‘Ivy-plus’ group pledges to follow basic terms of Paris agreement
Yale joined nearly a dozen other colleges this week in pledging to follow the spirit of the Paris climate deal from which the United States recently withdrew.
Yale’s president, Peter Salovey, addressed the Yale Community in announcing the plan for the university to adhere to the “Affirmation of University Commitment to Global Progress on Climate Change.” The affirmation in question claims to recognize “the concerted action that is needed at every level to slow, and ultimately prevent, the rise in the global average temperature and to facilitate the transition to a clean energy economy.” Universities, it goes on, have a “critical role” to play in addressing climate change.
The affirmation is signed by a total of twelve colleges, a coalition known as the “Ivy-plus” group, with other members including Harvard, Brown and Johns Hopkins universities.
Yale’s Sustainability Plan 2025 details our institutional commitment, and recent milestones reflect progress in many areas. Yale was the first university to pilot a carbon charge program and the first academic member of the Carbon Pricing Leadership Coalition. These initiatives are part of our commitment to serving as a “living laboratory” for carbon pricing — a market-based approach to reducing greenhouse gas emissions. Next month, we will implement a carbon charge. A 350,000-square-foot photovoltaic solar array on West Campus is the largest rooftop solar installation in Connecticut. And we are developing a transportation plan that encourages biking, walking, and public transit on and between our campuses. Our goal is to develop practices that can be shared with other institutions, businesses, and communities.

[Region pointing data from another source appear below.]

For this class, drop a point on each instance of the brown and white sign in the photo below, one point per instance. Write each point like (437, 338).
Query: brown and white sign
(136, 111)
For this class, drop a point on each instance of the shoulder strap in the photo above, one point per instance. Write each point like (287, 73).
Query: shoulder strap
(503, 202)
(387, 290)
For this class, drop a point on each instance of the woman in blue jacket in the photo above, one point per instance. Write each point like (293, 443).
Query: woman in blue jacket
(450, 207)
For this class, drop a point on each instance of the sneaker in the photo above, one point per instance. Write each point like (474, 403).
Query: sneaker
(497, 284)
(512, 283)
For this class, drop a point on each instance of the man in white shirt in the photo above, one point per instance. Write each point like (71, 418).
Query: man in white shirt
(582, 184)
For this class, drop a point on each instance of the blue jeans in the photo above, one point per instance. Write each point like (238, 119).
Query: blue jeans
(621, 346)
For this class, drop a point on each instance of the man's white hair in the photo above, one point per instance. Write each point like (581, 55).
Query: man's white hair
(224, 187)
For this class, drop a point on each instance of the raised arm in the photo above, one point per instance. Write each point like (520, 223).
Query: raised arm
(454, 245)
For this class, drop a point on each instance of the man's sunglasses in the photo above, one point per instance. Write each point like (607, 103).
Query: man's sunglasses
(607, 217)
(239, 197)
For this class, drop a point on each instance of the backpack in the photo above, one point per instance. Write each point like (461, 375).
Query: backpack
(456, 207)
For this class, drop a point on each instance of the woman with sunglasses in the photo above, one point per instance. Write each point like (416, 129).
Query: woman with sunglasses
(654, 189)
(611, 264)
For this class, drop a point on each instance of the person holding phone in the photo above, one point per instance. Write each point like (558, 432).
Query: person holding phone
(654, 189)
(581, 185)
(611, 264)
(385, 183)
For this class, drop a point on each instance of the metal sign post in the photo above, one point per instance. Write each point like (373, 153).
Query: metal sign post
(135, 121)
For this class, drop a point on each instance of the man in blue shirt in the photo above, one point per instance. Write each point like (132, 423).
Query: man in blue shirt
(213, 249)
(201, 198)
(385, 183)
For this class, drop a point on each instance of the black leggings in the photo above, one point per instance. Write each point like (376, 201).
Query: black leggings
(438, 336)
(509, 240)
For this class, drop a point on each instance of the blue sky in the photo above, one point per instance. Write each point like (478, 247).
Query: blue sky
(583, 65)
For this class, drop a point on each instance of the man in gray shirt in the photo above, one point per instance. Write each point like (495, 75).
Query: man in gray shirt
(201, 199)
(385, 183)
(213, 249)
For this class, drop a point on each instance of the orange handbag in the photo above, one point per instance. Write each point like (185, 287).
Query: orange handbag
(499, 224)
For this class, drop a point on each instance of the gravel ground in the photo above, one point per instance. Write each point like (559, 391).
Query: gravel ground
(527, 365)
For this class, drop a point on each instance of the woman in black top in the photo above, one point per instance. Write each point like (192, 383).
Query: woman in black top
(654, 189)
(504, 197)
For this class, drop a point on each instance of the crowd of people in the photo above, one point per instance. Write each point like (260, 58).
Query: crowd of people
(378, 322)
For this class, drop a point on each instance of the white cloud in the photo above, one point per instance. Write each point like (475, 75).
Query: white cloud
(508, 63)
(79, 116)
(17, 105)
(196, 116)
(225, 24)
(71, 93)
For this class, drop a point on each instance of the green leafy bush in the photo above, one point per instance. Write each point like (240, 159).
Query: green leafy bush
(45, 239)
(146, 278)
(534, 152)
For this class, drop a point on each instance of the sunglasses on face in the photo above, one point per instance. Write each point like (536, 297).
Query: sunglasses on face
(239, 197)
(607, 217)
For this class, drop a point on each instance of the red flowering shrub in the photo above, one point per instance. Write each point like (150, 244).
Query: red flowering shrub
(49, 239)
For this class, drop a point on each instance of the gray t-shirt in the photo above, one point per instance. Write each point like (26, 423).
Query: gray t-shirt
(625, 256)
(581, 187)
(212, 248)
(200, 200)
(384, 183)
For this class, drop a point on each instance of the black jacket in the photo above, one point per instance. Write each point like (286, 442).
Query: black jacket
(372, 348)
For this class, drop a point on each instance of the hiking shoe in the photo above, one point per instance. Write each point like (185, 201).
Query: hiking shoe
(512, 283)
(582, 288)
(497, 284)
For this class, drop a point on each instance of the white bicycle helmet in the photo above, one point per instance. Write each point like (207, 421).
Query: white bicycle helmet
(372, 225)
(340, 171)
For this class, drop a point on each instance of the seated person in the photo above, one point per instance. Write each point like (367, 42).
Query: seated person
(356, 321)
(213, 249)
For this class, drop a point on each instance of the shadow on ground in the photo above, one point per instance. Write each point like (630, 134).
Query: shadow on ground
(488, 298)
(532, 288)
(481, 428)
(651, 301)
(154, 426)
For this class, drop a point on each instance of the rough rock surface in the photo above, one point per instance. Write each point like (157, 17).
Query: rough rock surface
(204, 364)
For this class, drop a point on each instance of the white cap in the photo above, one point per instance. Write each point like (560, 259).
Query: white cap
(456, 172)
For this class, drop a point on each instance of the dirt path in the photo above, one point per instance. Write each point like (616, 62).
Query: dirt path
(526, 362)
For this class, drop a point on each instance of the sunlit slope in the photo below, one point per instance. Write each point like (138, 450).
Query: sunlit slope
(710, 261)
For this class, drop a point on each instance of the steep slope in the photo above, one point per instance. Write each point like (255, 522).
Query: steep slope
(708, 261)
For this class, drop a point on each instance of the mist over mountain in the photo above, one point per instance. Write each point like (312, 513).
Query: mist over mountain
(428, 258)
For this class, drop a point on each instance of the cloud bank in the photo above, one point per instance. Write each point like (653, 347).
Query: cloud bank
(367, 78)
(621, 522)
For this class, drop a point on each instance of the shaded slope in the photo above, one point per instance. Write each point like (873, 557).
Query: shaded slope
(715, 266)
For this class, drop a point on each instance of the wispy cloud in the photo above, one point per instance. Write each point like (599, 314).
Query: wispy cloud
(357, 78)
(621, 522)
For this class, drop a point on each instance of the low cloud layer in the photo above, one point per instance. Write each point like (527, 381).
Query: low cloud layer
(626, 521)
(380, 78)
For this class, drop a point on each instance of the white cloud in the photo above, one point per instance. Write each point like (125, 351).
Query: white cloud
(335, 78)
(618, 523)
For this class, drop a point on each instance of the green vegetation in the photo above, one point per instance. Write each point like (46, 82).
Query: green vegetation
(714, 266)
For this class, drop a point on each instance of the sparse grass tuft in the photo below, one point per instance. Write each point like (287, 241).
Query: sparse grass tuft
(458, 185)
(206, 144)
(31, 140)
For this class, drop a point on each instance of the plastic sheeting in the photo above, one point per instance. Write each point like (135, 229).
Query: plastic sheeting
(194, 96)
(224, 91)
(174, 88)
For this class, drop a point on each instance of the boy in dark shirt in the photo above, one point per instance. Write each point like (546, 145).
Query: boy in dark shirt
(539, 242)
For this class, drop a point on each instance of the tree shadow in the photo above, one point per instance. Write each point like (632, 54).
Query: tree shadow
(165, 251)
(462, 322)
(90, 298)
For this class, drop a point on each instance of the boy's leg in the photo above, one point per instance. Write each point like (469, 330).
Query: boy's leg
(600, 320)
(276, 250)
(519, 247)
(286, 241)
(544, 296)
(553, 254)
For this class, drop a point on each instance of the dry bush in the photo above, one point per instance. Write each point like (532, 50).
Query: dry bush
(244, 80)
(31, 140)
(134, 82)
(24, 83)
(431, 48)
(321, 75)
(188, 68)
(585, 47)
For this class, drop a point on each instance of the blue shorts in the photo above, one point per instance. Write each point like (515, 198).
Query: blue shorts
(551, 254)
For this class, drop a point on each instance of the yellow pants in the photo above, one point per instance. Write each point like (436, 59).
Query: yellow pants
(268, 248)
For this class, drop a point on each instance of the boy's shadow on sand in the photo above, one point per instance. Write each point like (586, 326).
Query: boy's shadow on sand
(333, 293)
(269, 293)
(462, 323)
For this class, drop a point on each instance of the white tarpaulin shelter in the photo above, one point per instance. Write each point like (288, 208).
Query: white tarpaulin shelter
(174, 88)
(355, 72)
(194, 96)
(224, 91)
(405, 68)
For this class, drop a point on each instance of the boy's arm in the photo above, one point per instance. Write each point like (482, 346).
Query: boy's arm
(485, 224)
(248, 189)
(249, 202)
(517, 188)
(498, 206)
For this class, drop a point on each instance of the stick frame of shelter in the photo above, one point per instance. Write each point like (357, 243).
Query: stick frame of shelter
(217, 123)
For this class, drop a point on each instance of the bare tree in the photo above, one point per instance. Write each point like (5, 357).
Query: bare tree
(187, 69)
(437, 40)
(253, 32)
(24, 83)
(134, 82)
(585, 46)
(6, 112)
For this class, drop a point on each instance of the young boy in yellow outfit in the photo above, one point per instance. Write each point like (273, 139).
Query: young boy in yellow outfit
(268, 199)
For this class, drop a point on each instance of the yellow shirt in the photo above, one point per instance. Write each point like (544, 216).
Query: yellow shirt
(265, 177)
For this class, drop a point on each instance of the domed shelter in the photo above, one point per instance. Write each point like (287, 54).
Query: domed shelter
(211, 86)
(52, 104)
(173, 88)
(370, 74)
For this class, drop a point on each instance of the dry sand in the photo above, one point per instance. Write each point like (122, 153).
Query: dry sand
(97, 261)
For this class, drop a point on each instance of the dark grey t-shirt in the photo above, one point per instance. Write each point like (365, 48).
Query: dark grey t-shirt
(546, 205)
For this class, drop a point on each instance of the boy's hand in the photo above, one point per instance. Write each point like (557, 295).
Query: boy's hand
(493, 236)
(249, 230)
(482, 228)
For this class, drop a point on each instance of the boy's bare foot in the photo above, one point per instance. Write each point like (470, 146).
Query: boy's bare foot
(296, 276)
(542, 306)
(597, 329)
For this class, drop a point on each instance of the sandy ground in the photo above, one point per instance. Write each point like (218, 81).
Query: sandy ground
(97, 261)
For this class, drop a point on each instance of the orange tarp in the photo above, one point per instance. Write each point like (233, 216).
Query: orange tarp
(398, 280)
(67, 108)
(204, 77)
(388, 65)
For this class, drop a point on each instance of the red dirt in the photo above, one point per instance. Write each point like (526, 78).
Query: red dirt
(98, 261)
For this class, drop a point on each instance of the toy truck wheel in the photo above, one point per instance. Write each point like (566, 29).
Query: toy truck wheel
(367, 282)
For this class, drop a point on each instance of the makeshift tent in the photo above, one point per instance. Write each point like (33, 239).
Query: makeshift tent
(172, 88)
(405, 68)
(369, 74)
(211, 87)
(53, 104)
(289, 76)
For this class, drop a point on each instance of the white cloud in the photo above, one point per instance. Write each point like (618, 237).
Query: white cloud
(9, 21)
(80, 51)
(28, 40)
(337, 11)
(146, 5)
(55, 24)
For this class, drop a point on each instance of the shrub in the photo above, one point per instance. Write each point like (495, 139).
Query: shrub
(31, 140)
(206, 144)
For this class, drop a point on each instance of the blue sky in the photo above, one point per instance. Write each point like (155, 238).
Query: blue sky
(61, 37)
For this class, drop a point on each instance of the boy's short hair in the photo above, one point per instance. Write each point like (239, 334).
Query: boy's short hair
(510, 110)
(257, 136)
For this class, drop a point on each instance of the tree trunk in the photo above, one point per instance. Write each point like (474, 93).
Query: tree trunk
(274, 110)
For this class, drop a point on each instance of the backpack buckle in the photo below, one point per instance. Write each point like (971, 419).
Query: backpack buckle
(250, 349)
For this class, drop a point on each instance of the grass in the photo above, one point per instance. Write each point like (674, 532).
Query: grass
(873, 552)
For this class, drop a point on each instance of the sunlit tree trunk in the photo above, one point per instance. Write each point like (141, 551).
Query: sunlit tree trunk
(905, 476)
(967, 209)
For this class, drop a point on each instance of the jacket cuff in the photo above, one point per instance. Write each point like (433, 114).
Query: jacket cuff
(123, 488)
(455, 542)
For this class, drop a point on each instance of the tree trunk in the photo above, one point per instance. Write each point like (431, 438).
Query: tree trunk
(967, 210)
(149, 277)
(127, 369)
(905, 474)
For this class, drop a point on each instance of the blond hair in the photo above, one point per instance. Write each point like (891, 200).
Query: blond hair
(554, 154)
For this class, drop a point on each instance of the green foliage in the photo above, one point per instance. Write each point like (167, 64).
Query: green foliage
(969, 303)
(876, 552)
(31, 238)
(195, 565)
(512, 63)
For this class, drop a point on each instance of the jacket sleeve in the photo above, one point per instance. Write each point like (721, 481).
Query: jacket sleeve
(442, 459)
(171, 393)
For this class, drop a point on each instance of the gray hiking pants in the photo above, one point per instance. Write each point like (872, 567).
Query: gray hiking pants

Yale, along with colleges and universities around the world, must collaborate with government, business, and non-profit partners to understand and address the challenge of climate change. Dedicated to “improving the world today and for future generations through outstanding research and scholarship, education, preservation, and practice,” Yale will continue to support its students, faculty, and staff in this vital work.
The announcement comes several days after Yale affirmed that it would not be divesting from investments with Exxon Mobil.